Bei Poetry Slams sorgte sie schon als Teenager über die Schweizer Grenzen hinaus für Furore. Jetzt fühlt sich die 22-Jährige bereit für ein erstes abendfüllendes Programm: «Hazel Brugger passiert.» Ein starkes Debüt.

Das Publikum fünf Minuten in Bann zu ziehen ist das Eine. Es für einen ganzen Abend bei der Stange zu halten, ist eine ganz andere Sache. Hazel Brugger findet, nun sei es Zeit den Schritt zu wagen. Schon allein, weil sie mehr zu sagen hat als in fünf Minuten passt. Sie hätte bei den Slams gespürt, dass sie die Bühne immer dann habe verlassen müssen, als sie gerade so richtig angekommen sei.

Was braucht mehr Nerven: Ein kurzer Auftritt mit den Konkurrenten vom Slam oder ein Solo-Auftritt, Hazel Brugger?

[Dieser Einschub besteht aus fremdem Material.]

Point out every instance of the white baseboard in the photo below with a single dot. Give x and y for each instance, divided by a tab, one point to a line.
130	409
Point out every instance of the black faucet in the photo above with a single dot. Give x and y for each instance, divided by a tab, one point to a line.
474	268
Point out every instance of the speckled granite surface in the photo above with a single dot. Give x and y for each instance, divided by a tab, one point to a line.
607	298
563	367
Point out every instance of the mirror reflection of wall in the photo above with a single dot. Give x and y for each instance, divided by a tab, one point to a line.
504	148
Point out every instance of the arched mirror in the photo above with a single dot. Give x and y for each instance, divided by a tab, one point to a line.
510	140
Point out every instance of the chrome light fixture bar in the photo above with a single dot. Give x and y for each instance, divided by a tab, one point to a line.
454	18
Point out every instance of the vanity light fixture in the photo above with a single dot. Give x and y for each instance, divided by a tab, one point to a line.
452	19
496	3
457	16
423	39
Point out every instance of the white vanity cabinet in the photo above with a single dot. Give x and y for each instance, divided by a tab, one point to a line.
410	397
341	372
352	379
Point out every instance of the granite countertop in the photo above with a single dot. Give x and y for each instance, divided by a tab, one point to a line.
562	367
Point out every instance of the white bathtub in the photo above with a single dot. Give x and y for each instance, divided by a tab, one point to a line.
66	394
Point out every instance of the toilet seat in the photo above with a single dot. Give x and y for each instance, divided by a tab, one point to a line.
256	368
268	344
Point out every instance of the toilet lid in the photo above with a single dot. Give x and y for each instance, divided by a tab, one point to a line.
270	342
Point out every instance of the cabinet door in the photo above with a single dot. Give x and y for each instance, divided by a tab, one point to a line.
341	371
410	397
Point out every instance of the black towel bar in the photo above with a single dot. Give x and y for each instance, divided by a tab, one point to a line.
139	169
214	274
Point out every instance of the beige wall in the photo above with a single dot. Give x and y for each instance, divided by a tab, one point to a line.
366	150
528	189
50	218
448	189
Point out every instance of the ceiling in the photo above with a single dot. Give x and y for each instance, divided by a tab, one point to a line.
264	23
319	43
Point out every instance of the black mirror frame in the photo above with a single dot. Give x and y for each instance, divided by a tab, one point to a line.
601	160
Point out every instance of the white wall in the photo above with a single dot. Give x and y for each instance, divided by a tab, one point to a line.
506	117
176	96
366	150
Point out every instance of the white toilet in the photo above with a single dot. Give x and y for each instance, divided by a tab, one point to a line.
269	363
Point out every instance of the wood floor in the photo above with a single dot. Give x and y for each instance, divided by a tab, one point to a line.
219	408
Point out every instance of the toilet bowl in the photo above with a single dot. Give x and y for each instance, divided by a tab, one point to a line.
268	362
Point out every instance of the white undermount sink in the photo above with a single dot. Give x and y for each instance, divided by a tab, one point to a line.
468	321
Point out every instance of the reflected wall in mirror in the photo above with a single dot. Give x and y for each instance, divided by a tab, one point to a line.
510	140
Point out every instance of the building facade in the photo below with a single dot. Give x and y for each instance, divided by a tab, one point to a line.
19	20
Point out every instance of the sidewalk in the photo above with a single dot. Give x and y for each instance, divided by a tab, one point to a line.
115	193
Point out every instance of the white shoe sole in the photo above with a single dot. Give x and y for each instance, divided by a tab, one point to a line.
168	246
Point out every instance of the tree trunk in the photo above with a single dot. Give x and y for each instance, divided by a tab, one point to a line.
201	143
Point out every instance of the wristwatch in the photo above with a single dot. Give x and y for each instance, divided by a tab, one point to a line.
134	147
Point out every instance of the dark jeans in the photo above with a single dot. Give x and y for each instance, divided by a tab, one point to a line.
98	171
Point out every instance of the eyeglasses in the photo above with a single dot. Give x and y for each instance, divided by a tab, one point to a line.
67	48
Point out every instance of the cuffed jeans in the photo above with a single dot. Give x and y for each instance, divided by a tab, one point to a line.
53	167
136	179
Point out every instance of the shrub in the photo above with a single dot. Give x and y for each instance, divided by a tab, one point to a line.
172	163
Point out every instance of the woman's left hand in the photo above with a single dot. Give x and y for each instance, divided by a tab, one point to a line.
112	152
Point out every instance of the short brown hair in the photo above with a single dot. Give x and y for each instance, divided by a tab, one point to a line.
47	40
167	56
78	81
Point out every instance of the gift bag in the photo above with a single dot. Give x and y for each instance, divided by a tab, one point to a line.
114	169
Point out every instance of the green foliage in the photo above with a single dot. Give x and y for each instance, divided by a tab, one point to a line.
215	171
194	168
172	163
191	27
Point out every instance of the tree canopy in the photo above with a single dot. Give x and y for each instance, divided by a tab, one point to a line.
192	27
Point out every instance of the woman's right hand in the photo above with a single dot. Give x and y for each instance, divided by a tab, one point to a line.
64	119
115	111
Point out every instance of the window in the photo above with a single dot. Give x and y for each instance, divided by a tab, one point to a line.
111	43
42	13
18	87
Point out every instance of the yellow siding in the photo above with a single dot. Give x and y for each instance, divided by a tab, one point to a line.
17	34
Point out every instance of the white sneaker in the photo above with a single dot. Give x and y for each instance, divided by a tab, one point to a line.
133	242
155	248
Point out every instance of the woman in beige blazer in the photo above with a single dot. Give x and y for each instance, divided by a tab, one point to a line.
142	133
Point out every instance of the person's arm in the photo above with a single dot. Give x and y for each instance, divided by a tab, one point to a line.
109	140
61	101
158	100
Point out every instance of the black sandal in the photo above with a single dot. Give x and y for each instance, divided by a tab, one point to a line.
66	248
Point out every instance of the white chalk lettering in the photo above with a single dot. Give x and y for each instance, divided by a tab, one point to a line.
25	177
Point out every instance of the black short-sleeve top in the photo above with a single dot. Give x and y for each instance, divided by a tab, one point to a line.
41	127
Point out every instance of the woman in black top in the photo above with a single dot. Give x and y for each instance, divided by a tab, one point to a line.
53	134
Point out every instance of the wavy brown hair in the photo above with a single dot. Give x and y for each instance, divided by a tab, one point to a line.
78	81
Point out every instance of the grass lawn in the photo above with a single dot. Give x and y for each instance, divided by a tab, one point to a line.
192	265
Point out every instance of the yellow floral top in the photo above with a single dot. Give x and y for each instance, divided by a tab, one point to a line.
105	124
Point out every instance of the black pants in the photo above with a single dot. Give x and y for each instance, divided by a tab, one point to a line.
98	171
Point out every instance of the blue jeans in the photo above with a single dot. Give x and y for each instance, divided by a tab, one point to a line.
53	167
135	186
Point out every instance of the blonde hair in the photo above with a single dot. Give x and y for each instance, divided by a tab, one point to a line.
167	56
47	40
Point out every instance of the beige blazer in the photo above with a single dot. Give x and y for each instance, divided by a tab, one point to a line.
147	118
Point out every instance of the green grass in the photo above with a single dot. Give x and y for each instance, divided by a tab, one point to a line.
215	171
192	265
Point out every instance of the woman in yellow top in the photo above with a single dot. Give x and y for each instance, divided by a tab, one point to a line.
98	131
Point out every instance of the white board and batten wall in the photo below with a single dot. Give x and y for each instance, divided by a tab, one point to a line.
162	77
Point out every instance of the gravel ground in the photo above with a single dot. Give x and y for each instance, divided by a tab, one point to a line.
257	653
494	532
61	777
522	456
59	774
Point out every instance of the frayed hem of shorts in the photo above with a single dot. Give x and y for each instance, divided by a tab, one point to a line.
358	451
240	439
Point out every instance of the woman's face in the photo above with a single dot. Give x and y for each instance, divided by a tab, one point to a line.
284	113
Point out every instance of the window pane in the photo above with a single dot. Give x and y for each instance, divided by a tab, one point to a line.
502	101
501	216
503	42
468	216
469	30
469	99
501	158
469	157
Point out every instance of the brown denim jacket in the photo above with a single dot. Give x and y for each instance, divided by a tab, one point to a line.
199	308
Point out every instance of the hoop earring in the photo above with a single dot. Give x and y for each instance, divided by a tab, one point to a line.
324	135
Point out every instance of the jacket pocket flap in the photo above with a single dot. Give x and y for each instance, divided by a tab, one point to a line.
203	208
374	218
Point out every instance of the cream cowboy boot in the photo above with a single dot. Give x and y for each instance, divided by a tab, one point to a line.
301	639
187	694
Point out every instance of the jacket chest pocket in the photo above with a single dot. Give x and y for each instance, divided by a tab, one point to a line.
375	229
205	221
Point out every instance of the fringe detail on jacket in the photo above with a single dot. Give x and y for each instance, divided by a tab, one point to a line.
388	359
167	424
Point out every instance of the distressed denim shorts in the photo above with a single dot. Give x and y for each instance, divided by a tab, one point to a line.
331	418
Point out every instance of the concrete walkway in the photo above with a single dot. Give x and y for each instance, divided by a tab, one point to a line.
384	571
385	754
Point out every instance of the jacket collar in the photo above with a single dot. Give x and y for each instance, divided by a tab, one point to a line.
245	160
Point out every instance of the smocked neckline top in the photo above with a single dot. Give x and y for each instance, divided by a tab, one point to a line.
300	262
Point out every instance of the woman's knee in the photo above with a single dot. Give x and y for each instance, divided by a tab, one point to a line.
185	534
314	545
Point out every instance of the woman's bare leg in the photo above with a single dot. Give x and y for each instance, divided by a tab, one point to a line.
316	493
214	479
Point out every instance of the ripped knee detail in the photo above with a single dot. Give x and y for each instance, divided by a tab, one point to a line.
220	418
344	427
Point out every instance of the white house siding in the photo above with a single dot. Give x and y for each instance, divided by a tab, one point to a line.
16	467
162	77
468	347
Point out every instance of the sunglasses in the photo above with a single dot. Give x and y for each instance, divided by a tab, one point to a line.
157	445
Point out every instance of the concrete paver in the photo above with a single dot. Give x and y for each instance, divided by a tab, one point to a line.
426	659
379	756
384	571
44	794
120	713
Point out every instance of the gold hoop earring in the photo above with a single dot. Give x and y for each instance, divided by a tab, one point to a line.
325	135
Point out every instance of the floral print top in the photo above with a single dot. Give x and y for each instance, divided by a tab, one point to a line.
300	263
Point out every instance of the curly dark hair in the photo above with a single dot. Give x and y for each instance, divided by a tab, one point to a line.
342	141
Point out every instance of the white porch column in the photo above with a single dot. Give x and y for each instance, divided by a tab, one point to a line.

Momentan ist der Solo-Auftritt krass für die Nerven – im positiven wie im negativen Sinne. Ich bin halt verantwortlich für alle. Wenn der Abend nicht gut ist, bin zu 100 Prozent ich schuld. Aber wenn er gut ist, darf ich mich auf den Lorbeeren ausruhen.

Müssen wir mit einem Abschied vom Slam rechnen?

So ganz verabschieden kann man sich nicht vom Slam. Der steckt so tief in einem drin wie ein Bandwurm, der sich immer wieder meldet. Vorerst werde ich mich auf die Solo-Auftritte konzentrieren.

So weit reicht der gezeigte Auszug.